When the dancing began, I consoled myself with the thought that even if Vijay had been able to come, he wouldn’t know any of the dances. Davy and I had a blast.
I danced with my dad, who knew how to lead like a master even with his postaccident shuffle. “Congratulations, Dad,” I said as we moved like royalty around the ballroom.
He spun me out in a complicated turn and pulled me back. He gazed across the room at Mom dancing with Davy and said, “How lucky am I? That’s my gold medal right there.”

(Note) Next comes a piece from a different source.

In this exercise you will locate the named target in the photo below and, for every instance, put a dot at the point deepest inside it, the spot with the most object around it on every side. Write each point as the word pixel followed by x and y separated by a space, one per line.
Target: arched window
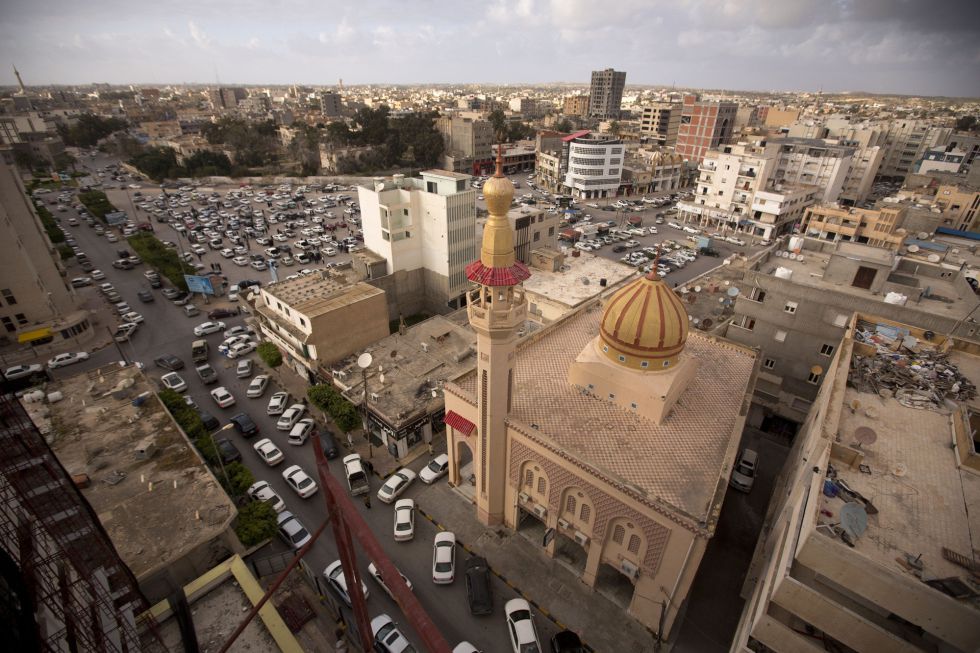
pixel 618 533
pixel 634 545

My mother’s wedding dress was on display. Beautiful in its classic simplicity—white satin, modest crew-neck collar, tiny seed-pearl highlights, full skirt—she could most likely still wear it. I stood staring at it, remembering our play weddings in the barn: one of the only times I’d been the bride was when I’d snuck this gown from its cedar chest.
“Mom? Hey, Mom.” Gabby handed me my black beaded bag. “Your purse is buzzing.”
“Thanks, sweetie.” I unzipped the purse and pulled out my phone. Not Vijay . . . but a number vaguely familiar. I answered, praying it was not some emergency from the clinic.
“This is Stuart Duberstein. I understand you left a message about my dog?”